________________ CM . . . . Volume XVII Number 06 . . . . October 08, 2010


Grandma's Gloves.

Cecil Castellucci. Illustrated by Julia Denos.
Somerville, MA: Candlewick Press (Distributed in Canada by Random House of Canada), 2010.
24 pp., hardcover, $19.00.
ISBN 978-0-7636-3168-0.

Subject Headings:

Preschool-grade 2 / Ages 4-7.

Review by Harriet Zaidman.

**** /4


"Mama," I ask, "can we grow a garden of our own?"

"Yes," Mama says. "But I don't know much about gardening." Then she smiles as she puts her hands out in front of her and lets me put Grandma's gloves on them.

"You can help me," I say, "to talk to the roses, scold the succulents, and laugh with the birds-of-paradise."

I will teach Mama everything I know.

A grandparent's influence on a young child's life can be an important factor in the child's development. A lot of teaching and role modelling occurs, producing effects that can last a lifetime.

     But just as children grow up and become older, so do the grandparents who sometimes experience age-related cognitive and other health problems before they die. Explaining these changes and the process of life to young children is often difficult, but picture books can help put a positive perspective on the inevitable.

internal art     Grandma's Gloves is a tender story by former Montrealer (and now Los Angeles resident) Cecil Castellucci about the bond between grandparent and grandchild. Grandma's house is a place of wonderment for a little girl. Grandma works magic in her flower garden, bakes secret cookies and showers her granddaughter with water and love. She shows some signs of dementia, but the little girl is tolerant of Grandma's occasional repetitions.

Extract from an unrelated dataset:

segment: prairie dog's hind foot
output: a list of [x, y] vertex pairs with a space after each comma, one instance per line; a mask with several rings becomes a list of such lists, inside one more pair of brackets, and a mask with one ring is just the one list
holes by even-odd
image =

     One day, Grandma gets sick and is hospitalized. When the little girl visits, she finds a different person, one who has forgotten her family and can't speak English any more. But she hasn't forgotten to water the plants on her windowsill, an action which gives the little girl heart.

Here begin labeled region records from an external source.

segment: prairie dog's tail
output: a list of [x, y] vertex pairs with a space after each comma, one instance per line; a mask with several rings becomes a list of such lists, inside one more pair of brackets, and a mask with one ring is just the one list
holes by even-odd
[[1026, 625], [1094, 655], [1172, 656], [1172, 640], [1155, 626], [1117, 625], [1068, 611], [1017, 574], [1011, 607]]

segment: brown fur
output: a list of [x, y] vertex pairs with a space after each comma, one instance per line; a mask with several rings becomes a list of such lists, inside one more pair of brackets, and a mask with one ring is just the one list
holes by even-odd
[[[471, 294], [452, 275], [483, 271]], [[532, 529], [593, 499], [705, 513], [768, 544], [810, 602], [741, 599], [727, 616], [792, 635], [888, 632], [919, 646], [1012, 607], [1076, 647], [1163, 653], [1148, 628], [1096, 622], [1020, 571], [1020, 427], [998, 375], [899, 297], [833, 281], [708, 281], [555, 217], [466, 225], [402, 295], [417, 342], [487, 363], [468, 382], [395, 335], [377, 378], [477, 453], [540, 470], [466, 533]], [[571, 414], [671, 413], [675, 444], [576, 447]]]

     But finally, Grandma dies. The child's grief is not relieved by the promise of some special objects from Grandma's house. What she wants is Grandma and life the way it was. When she spies Grandma's gardening gloves, she realizes how she can overcome her sadness and keep Grandma alive in her memory. She decides to emulate Grandma by growing a garden, and for good measure, she offers to teach her mother so that she, too, can keep Grandma's memory close as well.

     Gently told, the text is complemented by gentle pencil and watercolour illustrations by Julia Denos. Grandma's house is shown full of light; the little girl's love is expressed with a lift of her foot as Grandma wraps her in "her fleshy arms." Denos provides definition to the people and surrounding objects but uses faint colours and washes effectively to blur the unimportant. The plants, symbolizing life, hope and growth, are defiantly green.

     Other books that help a child accept the cycle of life include The Auction by Jan Andrews, Waiting for the Whales by Cheryl MacFarlane and Pig in the Middle by Sally Fitz-Gibbon. Grandma's Gloves will join this list of recommended books about the power of love over sadness.

Highly Recommended.

Harriet Zaidman is a teacher-librarian in Winnipeg, MB.